Banks and other corporations that are "too big to fail" are now being told that their top executives have been too big for their britches.
That's especially true now that their britches have been bought and paid for by taxpayers -- today's taxpayers and the future generations who will be paying off the federal debt that is growing even faster than usual as we try to spend our way out of a recession caused, mostly, by the bad management of the same big companies we are now rescuing.
President Obama announced Wednesday that he will limit to $500,000 a year the pay of the top executives of companies that will, in the future, receive special assistance from the federal bailout machine. It is a mostly symbolic gesture that, however much money it saves, sends just the right signal: High rollers reduced to staying afloat on the federal dole cannot expect to continue their own lavish lifestyles without a break.
Some kind of statement was necessary -- to get the attention of the companies that are getting the money and to restore at least some of the confidence of the public that is giving it. Most of the assistance has gone to huge banks, and too many of them have taken the cash in, lent precious little of it out, and continued to handsomely reward the very executives who steered their ships into the rocks in the first place.
The move will help make sure that any company that might have sought a taxpayer bailout on a whim will think better of it. And, by encouraging corporate boards to offer extra executive rewards in the form of a special category of stock -- stock that can be cashed in only after the feds cash out -- the rule encourages CEOs to get their houses in order quickly, pay back taxpayer investments with interest and become private concerns once again.
It's a shame the president had to do this. The CEOs should have done it themselves -- or, absent that kind of moral judgment, boards of directors should have done it for them.
That $500,000 ceiling still sounds like a lot of money to most people. It's even 100 Gs more than the president himself makes. And its target group is limited. The limits will not -- and, by law, probably could not -- apply to firms that have already been issued federal bailouts or emergency loans.

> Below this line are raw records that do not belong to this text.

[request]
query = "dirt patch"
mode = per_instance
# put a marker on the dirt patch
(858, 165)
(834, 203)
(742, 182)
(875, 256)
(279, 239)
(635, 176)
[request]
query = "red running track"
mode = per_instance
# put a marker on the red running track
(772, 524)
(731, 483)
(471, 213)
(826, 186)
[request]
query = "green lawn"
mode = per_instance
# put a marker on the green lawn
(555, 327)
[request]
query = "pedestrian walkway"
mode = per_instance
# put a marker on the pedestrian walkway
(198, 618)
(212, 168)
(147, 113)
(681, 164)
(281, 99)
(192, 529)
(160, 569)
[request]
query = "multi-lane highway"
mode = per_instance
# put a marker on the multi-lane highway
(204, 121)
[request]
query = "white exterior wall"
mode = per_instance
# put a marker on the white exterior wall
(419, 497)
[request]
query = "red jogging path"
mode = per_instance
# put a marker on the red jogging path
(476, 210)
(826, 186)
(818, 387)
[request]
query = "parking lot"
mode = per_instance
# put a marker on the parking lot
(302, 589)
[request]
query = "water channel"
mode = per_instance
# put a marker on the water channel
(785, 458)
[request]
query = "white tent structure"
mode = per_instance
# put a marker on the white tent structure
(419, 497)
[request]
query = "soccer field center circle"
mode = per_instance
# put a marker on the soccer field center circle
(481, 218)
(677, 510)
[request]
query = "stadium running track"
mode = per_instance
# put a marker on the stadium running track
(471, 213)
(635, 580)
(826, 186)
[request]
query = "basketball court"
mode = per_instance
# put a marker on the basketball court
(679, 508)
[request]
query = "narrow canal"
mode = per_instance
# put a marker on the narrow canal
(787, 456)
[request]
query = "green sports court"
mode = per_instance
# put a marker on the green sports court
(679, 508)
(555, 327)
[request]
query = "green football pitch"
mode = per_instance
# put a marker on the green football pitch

The limit also covers only salary, not such things as pensions or the use of corporate aircraft and company-owned luxury housing, although individual deals worked out with companies seeking large chunks of federal aid may well put a cap on such free spending. And the boards that sat silent on the pay issue might want to wake up to that, too.
It is notable that even Republican congressional leaders, traditionally the voice of corporate excess in the service of trickle-down economics, favor the Obama salary cap and the motivation behind it.
Of course, if corporate boards and stockholders had been doing their jobs over the years, rewarding executives who built profitable corporations on strong foundations instead of attracting love 'em and leave 'em high flyers, we probably wouldn't be having this discussion at all.
That, with any luck at all, will be the take-away from Obama's policy.